A medida que recorro el asentamiento, los niños juegan mientras sus padres trabajan en los cultivos que les proporcionan sustento. Las mujeres se agrupan para compartir, creando una comunidad que, a pesar de las adversidades, se esfuerza por mantener vivas sus tradiciones. En este entorno, la solidaridad puede florecer incluso en los momentos más oscuros.

Con cada conversación, me replanteo mis privilegios. Los palpo en algo tan simple como tomar un vaso de agua: cuando los refugiados tienen posibilidad de beber un poco lo hacen no solo por sed, sino para callar el hambre. La situación es peor de lo que pensamos, tal y como me cuenta uno de los doctores encargados del centro de salud de Nakivale. Me comparte la terrible realidad: “La ayuda humanitaria de uno de los principales aliados ha dejado de llegar y solo tenemos comida hasta mayo”.

Y no es el único lugar donde esto ocurre. Los recortes a la ayuda humanitaria ya han obligado a suspender programas esenciales en todo el mundo, incluida América Latina. Las consecuencias afectan a muchas de los 120 millones de personas desplazadas, con interrupciones en el acceso a medicamentos, refugio, alimentos, agua potable y servicios de protección. Tristemente, algunas vidas se perderán.

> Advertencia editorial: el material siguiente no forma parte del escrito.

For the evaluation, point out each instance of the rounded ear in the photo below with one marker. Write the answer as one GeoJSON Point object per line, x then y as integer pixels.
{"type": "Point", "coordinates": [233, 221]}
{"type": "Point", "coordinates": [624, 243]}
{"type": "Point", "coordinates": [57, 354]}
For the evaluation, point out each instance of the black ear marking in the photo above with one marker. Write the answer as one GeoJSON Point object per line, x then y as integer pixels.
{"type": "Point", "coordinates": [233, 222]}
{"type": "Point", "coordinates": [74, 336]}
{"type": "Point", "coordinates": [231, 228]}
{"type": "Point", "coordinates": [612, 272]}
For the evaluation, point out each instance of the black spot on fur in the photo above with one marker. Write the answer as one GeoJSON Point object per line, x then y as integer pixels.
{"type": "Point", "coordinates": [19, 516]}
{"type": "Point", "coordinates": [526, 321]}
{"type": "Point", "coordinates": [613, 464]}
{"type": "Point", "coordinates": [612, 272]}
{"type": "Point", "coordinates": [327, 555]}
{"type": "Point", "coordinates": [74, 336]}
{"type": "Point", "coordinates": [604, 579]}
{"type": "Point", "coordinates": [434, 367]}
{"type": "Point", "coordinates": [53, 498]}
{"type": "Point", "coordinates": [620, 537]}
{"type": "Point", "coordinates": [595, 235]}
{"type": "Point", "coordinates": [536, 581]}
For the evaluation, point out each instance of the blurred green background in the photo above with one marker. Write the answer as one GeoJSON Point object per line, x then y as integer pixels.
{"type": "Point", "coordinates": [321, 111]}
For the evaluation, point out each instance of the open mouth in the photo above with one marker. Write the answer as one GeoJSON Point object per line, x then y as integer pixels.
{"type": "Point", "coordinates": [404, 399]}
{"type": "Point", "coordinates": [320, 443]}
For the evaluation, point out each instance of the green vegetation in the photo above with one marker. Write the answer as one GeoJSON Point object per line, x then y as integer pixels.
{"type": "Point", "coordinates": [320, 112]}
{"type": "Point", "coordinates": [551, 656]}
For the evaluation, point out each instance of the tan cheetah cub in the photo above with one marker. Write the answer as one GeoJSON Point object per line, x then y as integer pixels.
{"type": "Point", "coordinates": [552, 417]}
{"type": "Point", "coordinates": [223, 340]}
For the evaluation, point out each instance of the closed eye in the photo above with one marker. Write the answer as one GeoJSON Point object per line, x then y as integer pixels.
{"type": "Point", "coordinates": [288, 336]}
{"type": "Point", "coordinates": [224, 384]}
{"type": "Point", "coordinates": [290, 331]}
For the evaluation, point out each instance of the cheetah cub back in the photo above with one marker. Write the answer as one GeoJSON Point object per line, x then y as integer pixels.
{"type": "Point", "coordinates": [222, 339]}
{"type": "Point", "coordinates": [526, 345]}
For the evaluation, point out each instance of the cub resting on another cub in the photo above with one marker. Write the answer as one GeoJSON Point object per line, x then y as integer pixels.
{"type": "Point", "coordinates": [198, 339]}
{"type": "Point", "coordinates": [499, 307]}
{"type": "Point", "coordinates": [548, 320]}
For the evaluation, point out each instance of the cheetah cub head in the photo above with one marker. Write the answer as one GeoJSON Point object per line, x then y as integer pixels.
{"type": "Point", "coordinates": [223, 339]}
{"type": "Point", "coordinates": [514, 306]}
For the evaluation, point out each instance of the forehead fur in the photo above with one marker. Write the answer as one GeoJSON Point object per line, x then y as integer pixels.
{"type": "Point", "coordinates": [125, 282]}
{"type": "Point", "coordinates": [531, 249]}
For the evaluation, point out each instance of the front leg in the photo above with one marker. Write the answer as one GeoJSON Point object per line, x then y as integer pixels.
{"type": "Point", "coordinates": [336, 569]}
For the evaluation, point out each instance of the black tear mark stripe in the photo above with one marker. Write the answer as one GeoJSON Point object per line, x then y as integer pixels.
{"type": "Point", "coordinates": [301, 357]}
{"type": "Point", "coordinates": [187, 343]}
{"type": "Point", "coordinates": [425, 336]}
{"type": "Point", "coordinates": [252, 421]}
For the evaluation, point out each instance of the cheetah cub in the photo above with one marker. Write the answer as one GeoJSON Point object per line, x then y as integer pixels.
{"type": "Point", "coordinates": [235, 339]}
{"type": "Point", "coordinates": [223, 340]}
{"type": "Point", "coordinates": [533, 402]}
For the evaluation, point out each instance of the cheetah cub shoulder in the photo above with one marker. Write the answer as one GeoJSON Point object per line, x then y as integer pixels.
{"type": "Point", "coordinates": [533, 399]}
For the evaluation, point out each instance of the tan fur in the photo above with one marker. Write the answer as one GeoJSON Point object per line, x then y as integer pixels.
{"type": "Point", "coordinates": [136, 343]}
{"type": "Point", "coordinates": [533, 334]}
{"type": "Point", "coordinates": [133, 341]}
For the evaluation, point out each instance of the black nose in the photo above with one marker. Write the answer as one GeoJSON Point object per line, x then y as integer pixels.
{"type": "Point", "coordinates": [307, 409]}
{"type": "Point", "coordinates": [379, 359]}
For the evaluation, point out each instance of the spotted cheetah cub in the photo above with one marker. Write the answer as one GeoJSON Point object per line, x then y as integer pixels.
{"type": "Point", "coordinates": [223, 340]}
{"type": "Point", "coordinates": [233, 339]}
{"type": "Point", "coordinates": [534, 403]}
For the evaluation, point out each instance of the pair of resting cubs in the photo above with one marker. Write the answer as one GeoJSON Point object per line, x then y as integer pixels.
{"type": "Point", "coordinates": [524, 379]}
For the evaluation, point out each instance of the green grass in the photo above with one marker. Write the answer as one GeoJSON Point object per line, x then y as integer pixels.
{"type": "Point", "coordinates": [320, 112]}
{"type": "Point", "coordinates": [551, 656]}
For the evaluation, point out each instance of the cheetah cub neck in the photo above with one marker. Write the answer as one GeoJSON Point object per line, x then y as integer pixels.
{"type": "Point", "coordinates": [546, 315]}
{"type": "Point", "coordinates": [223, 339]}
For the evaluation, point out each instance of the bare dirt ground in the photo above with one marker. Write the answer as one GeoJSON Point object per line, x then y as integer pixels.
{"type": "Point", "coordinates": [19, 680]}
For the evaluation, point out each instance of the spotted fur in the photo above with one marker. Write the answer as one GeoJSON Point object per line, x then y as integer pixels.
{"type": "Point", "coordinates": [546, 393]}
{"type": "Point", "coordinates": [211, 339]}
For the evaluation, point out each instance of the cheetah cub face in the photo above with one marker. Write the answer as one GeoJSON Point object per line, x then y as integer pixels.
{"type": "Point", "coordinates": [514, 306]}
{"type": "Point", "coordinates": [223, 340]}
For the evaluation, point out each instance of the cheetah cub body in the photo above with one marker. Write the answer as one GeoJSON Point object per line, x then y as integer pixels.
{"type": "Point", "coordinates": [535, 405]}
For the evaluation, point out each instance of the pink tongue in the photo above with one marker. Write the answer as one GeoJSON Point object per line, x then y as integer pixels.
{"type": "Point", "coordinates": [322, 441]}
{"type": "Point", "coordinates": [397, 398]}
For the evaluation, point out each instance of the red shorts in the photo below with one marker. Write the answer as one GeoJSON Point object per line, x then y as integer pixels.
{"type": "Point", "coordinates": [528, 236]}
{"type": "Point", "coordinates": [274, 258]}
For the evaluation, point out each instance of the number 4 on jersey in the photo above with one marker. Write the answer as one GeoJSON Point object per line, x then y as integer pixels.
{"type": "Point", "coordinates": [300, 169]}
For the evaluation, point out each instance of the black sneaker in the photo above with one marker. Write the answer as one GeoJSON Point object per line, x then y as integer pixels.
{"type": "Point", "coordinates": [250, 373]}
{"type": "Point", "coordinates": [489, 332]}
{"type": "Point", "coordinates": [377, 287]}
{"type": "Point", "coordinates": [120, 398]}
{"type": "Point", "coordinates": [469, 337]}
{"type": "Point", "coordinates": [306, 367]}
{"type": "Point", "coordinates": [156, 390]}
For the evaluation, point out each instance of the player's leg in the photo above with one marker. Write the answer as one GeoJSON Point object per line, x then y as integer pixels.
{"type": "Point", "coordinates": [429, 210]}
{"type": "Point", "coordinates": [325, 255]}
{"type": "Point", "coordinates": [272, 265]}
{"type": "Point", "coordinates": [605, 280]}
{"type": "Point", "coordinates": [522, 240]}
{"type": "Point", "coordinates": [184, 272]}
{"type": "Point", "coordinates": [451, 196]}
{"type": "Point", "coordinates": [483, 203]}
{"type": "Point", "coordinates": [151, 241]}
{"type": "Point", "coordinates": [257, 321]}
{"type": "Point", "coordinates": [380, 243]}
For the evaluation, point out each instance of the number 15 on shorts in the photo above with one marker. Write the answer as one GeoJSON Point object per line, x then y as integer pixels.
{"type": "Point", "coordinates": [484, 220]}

Alfonso Herrera conversa con un grupo de refugiados en Nakivale, Uganda. Crédito: cortesía de ACNUR.

Las ironías del mundo: mientras algunas puertas se cierran, Uganda, sin ser una potencia económica, ha establecido una política de brazos abiertos para recibir a la gente que huye de la guerra, ofreciendo territorio y actividades agrícolas para que puedan sobrevivir.

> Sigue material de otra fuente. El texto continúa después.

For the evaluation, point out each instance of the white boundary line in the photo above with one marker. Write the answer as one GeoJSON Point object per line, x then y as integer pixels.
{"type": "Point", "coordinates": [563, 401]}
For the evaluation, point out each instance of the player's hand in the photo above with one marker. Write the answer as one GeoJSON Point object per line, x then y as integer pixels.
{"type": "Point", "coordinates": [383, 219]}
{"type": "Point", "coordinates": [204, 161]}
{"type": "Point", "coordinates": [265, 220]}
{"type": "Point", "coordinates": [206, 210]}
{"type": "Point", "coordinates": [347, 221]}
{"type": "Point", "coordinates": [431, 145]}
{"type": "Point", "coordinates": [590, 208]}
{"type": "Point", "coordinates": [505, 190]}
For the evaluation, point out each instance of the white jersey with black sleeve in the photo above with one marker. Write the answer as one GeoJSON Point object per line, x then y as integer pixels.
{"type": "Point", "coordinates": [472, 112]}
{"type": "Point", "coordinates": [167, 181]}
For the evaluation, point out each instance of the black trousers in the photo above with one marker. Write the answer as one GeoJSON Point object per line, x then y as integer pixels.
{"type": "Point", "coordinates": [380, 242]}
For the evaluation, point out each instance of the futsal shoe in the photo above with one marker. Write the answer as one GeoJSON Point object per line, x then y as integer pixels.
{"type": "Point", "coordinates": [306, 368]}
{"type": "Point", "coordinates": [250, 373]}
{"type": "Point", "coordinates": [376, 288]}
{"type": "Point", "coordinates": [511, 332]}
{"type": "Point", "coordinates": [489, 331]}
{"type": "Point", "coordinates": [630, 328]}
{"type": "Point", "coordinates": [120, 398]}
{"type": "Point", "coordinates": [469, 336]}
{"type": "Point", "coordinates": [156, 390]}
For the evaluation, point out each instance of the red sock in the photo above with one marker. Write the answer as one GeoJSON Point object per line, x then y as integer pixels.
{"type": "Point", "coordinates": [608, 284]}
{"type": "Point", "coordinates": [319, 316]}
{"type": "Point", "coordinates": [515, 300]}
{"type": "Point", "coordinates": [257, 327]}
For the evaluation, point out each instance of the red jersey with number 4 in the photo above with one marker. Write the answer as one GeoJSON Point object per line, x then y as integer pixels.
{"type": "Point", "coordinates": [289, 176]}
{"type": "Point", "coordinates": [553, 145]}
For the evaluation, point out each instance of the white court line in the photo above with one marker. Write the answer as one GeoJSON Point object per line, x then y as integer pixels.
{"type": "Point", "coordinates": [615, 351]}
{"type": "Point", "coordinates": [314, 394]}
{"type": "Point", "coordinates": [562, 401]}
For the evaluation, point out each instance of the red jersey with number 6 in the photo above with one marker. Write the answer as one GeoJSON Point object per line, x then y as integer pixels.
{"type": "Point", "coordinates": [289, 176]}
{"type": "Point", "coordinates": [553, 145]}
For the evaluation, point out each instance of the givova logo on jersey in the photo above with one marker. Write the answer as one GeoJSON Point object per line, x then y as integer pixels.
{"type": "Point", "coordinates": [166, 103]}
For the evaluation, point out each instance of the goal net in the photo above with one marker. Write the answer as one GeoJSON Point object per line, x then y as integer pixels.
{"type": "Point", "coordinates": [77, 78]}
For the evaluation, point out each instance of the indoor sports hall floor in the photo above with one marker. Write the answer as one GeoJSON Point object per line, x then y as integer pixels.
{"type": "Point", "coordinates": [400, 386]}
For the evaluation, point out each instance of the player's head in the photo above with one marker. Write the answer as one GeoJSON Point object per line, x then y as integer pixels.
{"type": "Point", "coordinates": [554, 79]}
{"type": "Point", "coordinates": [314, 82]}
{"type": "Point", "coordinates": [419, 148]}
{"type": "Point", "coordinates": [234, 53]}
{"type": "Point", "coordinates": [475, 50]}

Organizaciones como ACNUR evalúan distintos escenarios viables para sobrellevar los recortes a la ayuda humanitaria. Fondos privados de fundaciones como la del FC Barcelona hacen posible que continúen los programas de ayuda.

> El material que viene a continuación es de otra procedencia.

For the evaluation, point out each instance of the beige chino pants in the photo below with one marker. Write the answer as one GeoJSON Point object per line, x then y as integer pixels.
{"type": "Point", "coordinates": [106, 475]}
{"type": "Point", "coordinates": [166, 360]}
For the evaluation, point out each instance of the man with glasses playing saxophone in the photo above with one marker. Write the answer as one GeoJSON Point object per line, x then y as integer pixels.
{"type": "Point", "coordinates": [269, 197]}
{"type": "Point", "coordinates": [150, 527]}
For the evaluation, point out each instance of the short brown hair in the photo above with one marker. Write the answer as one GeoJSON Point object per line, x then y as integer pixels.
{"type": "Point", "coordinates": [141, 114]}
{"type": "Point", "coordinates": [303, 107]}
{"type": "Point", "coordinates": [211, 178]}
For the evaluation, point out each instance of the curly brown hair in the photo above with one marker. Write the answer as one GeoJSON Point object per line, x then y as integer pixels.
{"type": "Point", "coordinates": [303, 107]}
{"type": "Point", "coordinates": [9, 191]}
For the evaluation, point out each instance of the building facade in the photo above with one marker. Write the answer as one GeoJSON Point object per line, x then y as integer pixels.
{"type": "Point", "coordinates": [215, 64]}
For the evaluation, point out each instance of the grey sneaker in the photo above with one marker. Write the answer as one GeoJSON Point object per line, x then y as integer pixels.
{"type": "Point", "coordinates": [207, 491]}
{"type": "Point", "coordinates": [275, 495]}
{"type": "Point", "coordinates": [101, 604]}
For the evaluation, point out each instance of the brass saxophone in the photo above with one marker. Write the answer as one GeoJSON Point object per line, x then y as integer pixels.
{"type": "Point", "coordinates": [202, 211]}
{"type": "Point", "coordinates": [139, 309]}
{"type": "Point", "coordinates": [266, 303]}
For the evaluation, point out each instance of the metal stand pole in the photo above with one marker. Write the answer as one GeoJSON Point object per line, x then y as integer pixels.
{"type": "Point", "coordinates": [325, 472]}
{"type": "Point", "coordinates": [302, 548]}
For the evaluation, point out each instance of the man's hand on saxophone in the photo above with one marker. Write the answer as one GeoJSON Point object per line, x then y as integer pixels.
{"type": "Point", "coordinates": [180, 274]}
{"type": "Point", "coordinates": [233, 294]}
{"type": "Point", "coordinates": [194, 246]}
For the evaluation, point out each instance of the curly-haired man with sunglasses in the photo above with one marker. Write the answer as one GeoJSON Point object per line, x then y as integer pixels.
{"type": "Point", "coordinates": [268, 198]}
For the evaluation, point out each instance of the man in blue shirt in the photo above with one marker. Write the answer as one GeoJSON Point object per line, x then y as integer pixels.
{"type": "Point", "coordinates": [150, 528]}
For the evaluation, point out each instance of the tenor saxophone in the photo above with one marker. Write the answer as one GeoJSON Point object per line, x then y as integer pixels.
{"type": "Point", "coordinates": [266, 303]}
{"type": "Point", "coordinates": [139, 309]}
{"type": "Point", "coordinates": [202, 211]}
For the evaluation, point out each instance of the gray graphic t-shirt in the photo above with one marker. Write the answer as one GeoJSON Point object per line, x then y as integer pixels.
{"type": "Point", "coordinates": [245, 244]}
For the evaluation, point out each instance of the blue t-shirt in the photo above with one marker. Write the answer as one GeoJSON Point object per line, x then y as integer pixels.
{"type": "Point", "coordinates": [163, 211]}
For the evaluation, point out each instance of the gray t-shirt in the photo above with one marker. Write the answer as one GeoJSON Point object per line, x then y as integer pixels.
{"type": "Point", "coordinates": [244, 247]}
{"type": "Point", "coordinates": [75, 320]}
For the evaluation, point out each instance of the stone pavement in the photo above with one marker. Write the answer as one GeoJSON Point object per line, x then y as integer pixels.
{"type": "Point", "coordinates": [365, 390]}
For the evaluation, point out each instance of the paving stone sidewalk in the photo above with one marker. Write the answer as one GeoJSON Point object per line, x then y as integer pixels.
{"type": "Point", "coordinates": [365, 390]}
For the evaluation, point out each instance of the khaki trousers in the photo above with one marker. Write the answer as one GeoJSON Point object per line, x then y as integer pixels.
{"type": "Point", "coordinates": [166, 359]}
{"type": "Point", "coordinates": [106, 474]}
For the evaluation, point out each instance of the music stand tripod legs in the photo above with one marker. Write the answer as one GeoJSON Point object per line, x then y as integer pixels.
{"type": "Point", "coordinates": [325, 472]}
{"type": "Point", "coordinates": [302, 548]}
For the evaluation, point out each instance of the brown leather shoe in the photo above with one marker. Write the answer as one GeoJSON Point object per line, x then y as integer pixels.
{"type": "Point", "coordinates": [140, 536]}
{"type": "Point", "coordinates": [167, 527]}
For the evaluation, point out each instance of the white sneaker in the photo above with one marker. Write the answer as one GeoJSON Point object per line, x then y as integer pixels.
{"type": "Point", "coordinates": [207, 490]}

La Fundación FC Barcelona ha invitado a profesores de baloncesto y futbol de las comunidades de refugiados a Barcelona para asesorarlos y capacitarlos bajo los lineamientos de la filosofía del club. Para que regresen y compartan con su entorno los principios de la entidad: respeto, humildad, resolución de conflictos, esfuerzo, trabajo en equipo y ambición, herramientas fundamentales para la cancha y para la vida.

En Kampala, Marta Segú, presidenta de la Fundación FC Barcelona, habla con Prince, otro refugiado, y me comparte su historia. Sueña con estudiar Inteligencia Artificial. Dice que los refugiados son oro, porque solo quieren devolver a sus países de acogida lo que les han dado. Quieren trabajar para agradecer la oportunidad de volver a comenzar. Porque solo el que ha atravesado una guerra sabe el dolor de dejar atrás todo lo conocido para abrazar una nueva vida.